Жени улыбнулась. В это время подошел Филлип, чтобы усадить тещу по правую от себя руку. Но после обеда Жени спросила ее:
– А что такого нового ввел этот хирург, чтобы так революционизировать процесс подтяжки?
– Тебе, дорогая, в самом деле нужно прочитать «Тайм». Будешь больше знать. Хочешь подписку?
– Спасибо, миссис… Роза. Мне столько приходится читать к занятиям, что вряд ли хватит времени, чтобы заглядывать в «Тайм»
– Все это очень замысловато, – сурово произнесла женщина. – Сложно. Не жди, что я расскажу тебе обо всех деталях. Основное, что придумал Эли, – заменять старую кожу на молодую.
– Пересадка кожи?
– Можешь называть это так. Профессиональный жаргон мне никогда не удавалось понять, но ты уж смотри сама.

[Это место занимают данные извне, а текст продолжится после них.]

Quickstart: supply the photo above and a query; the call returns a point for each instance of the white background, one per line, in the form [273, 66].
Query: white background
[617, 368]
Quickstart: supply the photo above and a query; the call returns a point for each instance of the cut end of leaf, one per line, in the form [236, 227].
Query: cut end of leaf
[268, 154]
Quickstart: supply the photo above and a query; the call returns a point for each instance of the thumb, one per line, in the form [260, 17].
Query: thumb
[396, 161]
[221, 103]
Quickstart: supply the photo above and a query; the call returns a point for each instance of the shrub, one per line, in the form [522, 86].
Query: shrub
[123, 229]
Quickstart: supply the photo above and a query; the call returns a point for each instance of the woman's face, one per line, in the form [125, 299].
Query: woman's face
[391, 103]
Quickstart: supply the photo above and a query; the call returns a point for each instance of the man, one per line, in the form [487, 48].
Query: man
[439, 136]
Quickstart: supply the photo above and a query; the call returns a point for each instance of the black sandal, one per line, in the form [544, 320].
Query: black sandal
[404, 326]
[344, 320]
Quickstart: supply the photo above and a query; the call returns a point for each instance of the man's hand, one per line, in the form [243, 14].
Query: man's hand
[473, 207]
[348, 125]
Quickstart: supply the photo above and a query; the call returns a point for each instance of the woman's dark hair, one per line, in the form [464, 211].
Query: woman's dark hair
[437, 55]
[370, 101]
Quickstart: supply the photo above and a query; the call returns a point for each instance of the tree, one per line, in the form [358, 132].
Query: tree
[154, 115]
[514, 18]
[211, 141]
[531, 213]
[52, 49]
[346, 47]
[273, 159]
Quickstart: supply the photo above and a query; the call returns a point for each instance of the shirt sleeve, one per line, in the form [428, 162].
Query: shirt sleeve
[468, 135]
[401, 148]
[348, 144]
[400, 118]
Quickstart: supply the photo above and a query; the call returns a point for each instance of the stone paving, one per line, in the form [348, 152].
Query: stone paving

Кто-то назвал меня «лучистой», а энергия, которую я обрела…
– Бабушка обручена, – голос Лекс громко плыл с дивана по другую сторону стола, накрытого кофе. – Она нашла себе нового мужчину, и свадьба намечена на июнь.
– Примите мои поздравления, – проговорила Жени, несмотря на явные нотки неодобрения, прозвучавшие в замечании Лекс.
– Да, дорогая. Он – утонченный человек – в общении, так это ведь называется. Мы проведем медовый месяц в Полинезии, правда ведь оригинально? А теперь, – продолжала она, не дожидаясь ответа, – мне надо разыскать моего драгоценного внука. Мой суженый должен праздновать со своей семьей, и мне требуется симпатичный молодой человек, чтобы я сумела позабыть о своем одиночестве.
Жени не пыталась встретиться взглядом с Пелом, когда Роза Борден подошла к нему, а он все так же упорно смотрел поверх ее головы. Каждый из них старался вести себя в семье естественно. Они были влюблены, но не настолько романтически. И все праздники Пел старался не выказывать Жени явных знаков внимания.
Но чувствительные антенны Мег засекли некоторые тонкости, не замеченные другими. Она хорошо знала сына. Как-то после обеда, встретив Жени в игровой комнате, она спросила:
– Если ты выйдешь замуж, то сохранишь свою фамилию или хочешь взять фамилию Вандергриффов? – женщина прикусила губу, смущенная, что ненароком высказала свою мысль вслух.
– Вы мне больше всего нравитесь вот такой проницательной, – ответила Жени, обнимая ее.
Мег была уже кем-то вроде матери для Жени. Она звонила в ей в Редклифф по первым воскресеньям каждого месяца узнать, как у нее идут дела. В этих разговорах Жени никогда не упоминала Пела, а если Мег заговаривала о сыне, она не поддерживала темы.
Но в Ванвуде Мег почувствовала, что происходит. А если почувствовала она, то безусловно это удалось и Лекс, думала Жени. Но ни одна из подруг не коснулась этой темы. Однако подчас Жени ощущала напряжение, будто туго натянутую проволоку между собой и Лекс.